U.S. Pat. No. 4,583,338 to Sewell, et al., discloses a hollow door panel construction including a rectangular frame of predetermined thickness assembled from side and end members defining an elongated enclosure. Within the enclosure are corrugated paperboard strips, having a width equal to the predetermined thickness. The strips are variously formed and attached to define a plurality of horizontal cell rows, vertically stacked to fill the framed volume. Each cell row spans the internal width of the frame, and includes a centrally positioned short-walled brace cell straddled on either side by a long-walled lateral cell. To complete the panel construction, thin sheets abut and are secured to the opposite faces of the frame and to the outer edges of the strips. In essence, Sewell discloses a single back bone core designed to provide greater door strength. However, as with all single backbone cores, Sewell's single backbone core has a tendency to curve to one side or the other during automated manufacturing depending upon variations in the core. When this curving occurs, the molded panels on one side tend to have insufficient support.
U.S. Pat. No. 2,827,670 to Schwindt discloses a hollow core door wherein the surface sheets have limited relative longitudinal movement with respect to each other and rigid connection of the surface sheets to longitudinally extending stiles is eliminated. Schwindt discloses a single backbone core structure using a higher concentration of cellular material in the vicinity of the edges along the stiles and rails. As with Sewell, the core of Schwindt would have a tendency to curve during manufacture.
There remains a need for a core that provides a more consistent position and coverage in hollow core doors, that resolves both the automated line manufacturing issues such as interference with the hinge blocks and lock blocks, and that resolves quality issues that occur when the door facings have insufficient support from the core.SUMMARY OF THE INVENTION
The present invention relates to a double backbone core for use in an automated door assembly line. An expandable core, preferably formed from cardboard or corrugated cardboard, is interposed between two opposed door skins during fabrication of the door on an automated assembly line. The core is appropriately configured so as not to interfere with hinge blocks, lock blocks, etc. Instead of the currently used core having a single central backbone of relatively small cells, the present invention utilizes two backbones with relatively small cells running parallel to one another along the length dimension of the door.

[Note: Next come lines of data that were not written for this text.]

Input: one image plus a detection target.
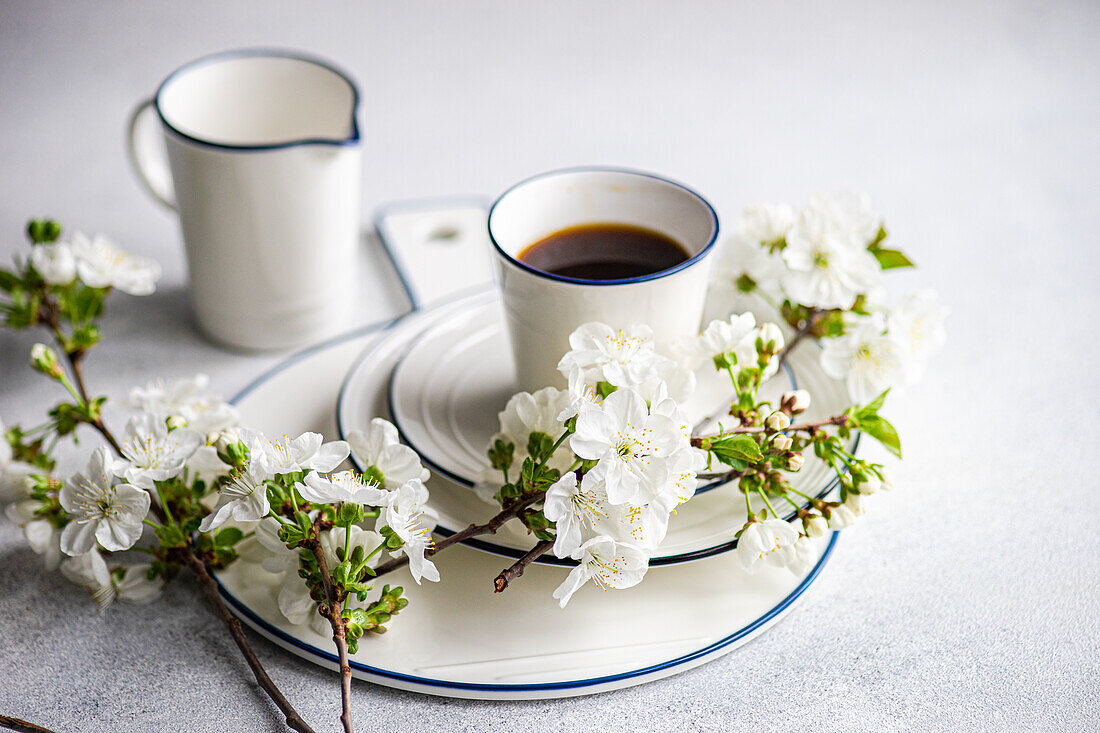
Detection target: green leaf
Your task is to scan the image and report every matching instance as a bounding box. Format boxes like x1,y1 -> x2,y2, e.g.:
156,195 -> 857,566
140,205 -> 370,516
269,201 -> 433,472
708,434 -> 764,468
0,269 -> 22,293
856,389 -> 890,420
871,248 -> 915,270
867,225 -> 888,249
858,414 -> 902,458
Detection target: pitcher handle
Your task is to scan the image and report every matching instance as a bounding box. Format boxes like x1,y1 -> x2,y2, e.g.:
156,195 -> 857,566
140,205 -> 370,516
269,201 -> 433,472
126,99 -> 176,210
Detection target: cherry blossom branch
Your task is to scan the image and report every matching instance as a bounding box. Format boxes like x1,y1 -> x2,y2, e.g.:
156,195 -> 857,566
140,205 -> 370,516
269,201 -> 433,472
179,550 -> 316,733
0,715 -> 59,733
40,298 -> 122,455
493,539 -> 554,592
371,490 -> 548,579
38,314 -> 315,733
306,534 -> 354,733
691,414 -> 849,446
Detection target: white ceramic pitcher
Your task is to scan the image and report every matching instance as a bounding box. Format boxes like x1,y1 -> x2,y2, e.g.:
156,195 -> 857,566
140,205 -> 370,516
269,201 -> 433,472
128,49 -> 362,351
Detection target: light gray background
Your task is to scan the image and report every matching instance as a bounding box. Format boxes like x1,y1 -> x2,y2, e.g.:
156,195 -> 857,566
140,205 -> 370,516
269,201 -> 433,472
1,1 -> 1097,731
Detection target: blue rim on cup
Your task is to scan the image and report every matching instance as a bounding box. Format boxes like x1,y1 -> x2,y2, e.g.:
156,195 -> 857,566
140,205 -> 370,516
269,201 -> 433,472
487,166 -> 720,286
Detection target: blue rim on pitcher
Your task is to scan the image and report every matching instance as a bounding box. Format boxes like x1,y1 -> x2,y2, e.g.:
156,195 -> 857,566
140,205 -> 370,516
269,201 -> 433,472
153,48 -> 361,152
487,166 -> 720,286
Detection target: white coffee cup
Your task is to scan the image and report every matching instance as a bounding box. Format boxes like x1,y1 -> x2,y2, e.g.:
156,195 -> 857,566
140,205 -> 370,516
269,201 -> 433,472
127,49 -> 362,350
489,168 -> 719,393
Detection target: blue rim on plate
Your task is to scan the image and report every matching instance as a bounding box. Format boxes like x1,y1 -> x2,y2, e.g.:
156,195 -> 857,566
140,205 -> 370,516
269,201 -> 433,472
487,166 -> 720,287
153,48 -> 361,153
215,521 -> 837,694
335,292 -> 859,567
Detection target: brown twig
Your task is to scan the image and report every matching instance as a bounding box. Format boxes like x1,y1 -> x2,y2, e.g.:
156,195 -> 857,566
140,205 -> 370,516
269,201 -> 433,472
372,490 -> 548,579
493,540 -> 554,593
691,414 -> 848,447
181,550 -> 316,733
308,535 -> 354,733
0,715 -> 58,733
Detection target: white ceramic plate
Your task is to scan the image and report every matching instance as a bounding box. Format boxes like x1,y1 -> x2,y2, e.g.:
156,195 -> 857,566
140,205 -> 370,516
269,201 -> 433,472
214,323 -> 840,699
339,289 -> 856,566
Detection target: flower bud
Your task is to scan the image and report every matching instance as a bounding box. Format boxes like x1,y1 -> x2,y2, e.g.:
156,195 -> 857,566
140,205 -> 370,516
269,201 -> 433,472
845,492 -> 866,516
780,389 -> 811,415
764,411 -> 790,432
759,322 -> 785,353
29,343 -> 63,380
786,452 -> 805,471
878,470 -> 895,491
772,434 -> 793,451
860,475 -> 882,494
803,514 -> 828,537
165,415 -> 188,431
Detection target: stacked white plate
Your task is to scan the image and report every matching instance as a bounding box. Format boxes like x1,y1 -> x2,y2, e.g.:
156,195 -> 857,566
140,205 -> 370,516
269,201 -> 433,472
214,287 -> 853,699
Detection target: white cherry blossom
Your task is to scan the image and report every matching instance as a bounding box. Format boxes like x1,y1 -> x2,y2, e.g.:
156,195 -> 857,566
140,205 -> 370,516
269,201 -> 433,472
381,479 -> 439,584
129,374 -> 241,434
781,205 -> 880,310
59,446 -> 150,555
347,418 -> 429,488
787,535 -> 818,575
61,550 -> 163,611
569,388 -> 682,505
69,231 -> 161,295
695,312 -> 758,366
296,470 -> 390,507
820,314 -> 910,404
809,191 -> 881,245
116,413 -> 203,488
492,388 -> 575,473
198,462 -> 271,531
739,202 -> 797,246
320,525 -> 385,569
552,536 -> 648,608
245,429 -> 349,476
5,500 -> 61,570
543,472 -> 611,558
828,493 -> 866,529
30,241 -> 76,285
558,323 -> 662,388
736,518 -> 800,574
888,289 -> 948,382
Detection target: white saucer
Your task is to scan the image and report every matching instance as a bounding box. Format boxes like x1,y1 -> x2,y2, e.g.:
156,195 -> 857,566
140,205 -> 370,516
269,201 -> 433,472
216,321 -> 840,699
338,289 -> 855,566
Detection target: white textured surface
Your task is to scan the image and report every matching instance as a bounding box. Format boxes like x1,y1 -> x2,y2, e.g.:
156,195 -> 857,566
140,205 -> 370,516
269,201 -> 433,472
0,1 -> 1097,730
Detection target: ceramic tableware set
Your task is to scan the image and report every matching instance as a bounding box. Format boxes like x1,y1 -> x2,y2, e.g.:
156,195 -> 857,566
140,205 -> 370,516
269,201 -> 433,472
129,50 -> 853,699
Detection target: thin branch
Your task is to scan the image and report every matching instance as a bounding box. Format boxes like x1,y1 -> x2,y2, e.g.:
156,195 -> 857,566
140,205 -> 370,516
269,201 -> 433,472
308,538 -> 354,733
372,490 -> 547,579
0,715 -> 58,733
181,551 -> 316,733
691,414 -> 848,447
494,540 -> 554,593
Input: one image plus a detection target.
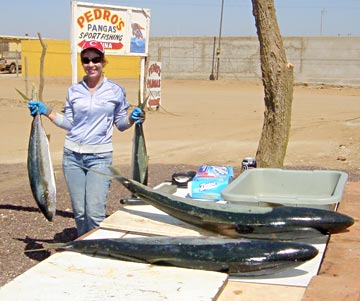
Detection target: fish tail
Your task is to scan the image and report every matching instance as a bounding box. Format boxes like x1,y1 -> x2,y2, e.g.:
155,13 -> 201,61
24,242 -> 70,253
15,88 -> 29,103
74,164 -> 117,180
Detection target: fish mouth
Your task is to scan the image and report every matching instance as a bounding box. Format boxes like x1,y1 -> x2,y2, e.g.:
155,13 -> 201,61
327,213 -> 355,233
229,260 -> 308,276
228,243 -> 319,276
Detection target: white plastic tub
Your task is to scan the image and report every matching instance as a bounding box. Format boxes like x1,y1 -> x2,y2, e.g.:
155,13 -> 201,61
221,169 -> 348,210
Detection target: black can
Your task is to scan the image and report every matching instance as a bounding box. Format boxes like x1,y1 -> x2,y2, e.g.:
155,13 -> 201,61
241,157 -> 257,172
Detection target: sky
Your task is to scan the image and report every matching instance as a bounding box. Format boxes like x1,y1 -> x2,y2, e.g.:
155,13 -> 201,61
1,0 -> 359,39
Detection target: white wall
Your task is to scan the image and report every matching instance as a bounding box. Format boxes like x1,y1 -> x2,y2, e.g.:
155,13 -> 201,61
148,36 -> 360,85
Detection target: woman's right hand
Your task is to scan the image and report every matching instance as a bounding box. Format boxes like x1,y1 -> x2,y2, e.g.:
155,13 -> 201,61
28,100 -> 52,117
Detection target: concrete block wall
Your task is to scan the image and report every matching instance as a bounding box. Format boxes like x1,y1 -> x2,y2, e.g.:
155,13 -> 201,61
148,36 -> 360,85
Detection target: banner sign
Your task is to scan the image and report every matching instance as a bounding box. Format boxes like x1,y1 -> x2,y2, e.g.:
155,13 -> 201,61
72,1 -> 150,56
146,62 -> 161,110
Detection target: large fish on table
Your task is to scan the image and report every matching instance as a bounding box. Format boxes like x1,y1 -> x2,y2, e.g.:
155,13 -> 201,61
41,236 -> 319,276
27,112 -> 56,221
109,166 -> 354,240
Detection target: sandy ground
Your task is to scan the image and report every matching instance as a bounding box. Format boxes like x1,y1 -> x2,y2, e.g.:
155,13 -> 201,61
1,74 -> 360,174
0,74 -> 360,287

The present invention relates to a double backbone core with smaller cells on the ends (outside) and optionally larger cells in the middle. The smaller cells create a relatively straight support extending parallel to the stiles and the larger cells provide cross support through the middle of the door. In four-molded-panel and six-molded-panel door designs, the backbones are disposed near the edges of the molded (or profiled) panels, with the optional larger cells supporting the middle of the molded panels.
The backbones at the edges pull tight to provide straight edges for the core that are less likely to interfere with the lock blocks during automated manufacturing.
The backbones are located either near the center of the molded panels or near the outside edges of the molded panels. A similar core concept is used for two and three-panel doors with ridged edges and central cells.
Manual assembly of four and six-molded-panel doors does not allow for a core that could run the length of the door through the molded panels. As such, the core was placed in the center of the door. Having two backbones running through/underneath the molded panels not only resolves the pillowing issue but also provides oil canning and warp resistance as well.
The core of the invention may be used with different width doors. The 3/0 core backbones are aligned in the middle of the 3/0 molded panels. For the 2/10 and 2/8 molded molded panels, the core is nearer to the edge of but still away from the lock blocks. The 2/6 is preferably configured the same as the 2/4, and the 2/0 core is preferably also used for the 2/2 door.
Because the tight portion of the core is configured on the outside edges of the core, this core is more forgiving with making undercut doors (6/7-1/2), which has been problematic with current single, central core designs.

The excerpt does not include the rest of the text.